Advances in Statistical Climatology, Meteorology and Oceanography (Oct 2024)

A robust approach to Gaussian process implementation

  • J. Mukangango,
  • A. Muyskens,
  • B. W. Priest

DOI
https://doi.org/10.5194/ascmo-10-143-2024
Journal volume & issue
Vol. 10
pp. 143 – 158

Abstract

Read online

Gaussian process (GP) regression is a flexible modeling technique used to predict outputs and to capture uncertainty in the predictions. However, the GP regression process becomes computationally intensive when the training spatial dataset has a large number of observations. To address this challenge, we introduce a scalable GP algorithm, termed MuyGPs, which incorporates nearest-neighbor and leave-one-out cross-validation during training.
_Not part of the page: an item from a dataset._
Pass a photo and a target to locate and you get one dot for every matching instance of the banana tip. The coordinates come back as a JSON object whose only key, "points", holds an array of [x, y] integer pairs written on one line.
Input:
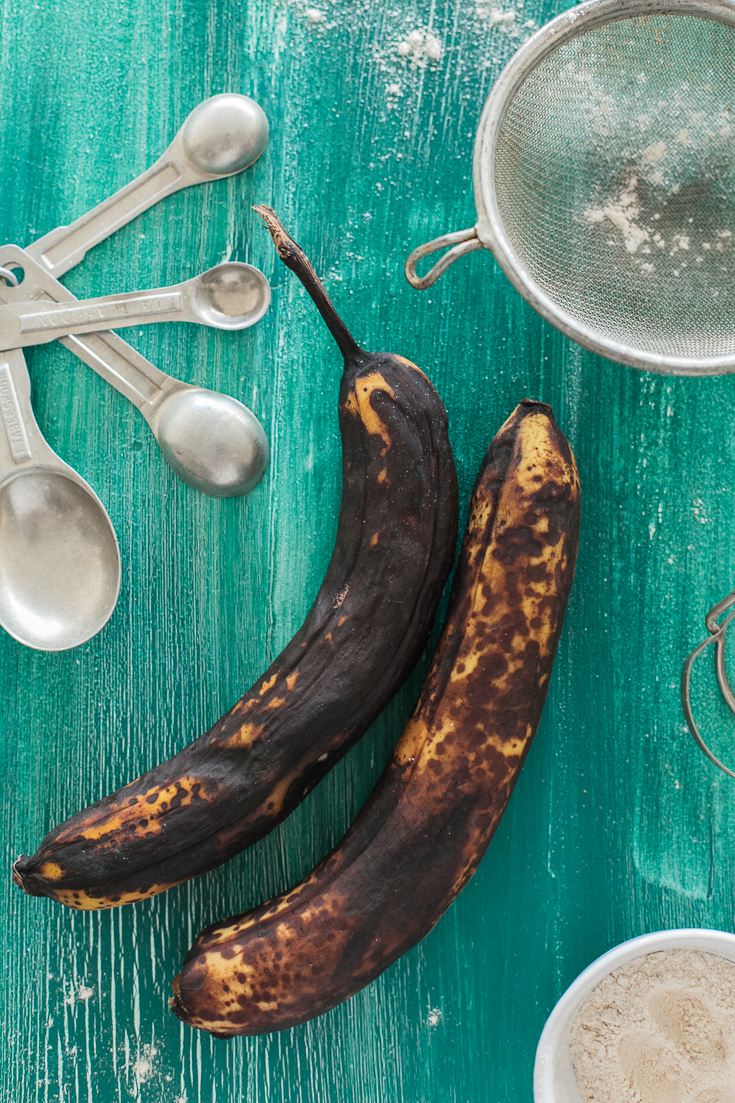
{"points": [[17, 874]]}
This approach enables the evaluation of large spatial datasets with state-of-the-art accuracy and speed in certain spatial problems. Despite these advantages, conventional quadratic loss functions used in the MuyGPs optimization, such as root mean squared error (RMSE), are highly influenced by outliers. We explore the behavior of MuyGPs in cases involving outlying observations and, subsequently, develop a robust approach to handle and mitigate their impact. Specifically, we introduce a novel leave-one-out loss function based on the pseudo-Huber function (LOOPH) that effectively accounts for outliers in large spatial datasets within the MuyGPs framework. Our simulation study shows that the LOOPH loss method maintains accuracy despite outlying observations, establishing MuyGPs as a powerful tool for mitigating unusual observation impacts in the large data regime. In the analysis of US ozone data, MuyGPs provides accurate predictions and uncertainty quantification, demonstrating its utility in managing data anomalies. Through these efforts, we advance the understanding of GP regression in spatial contexts.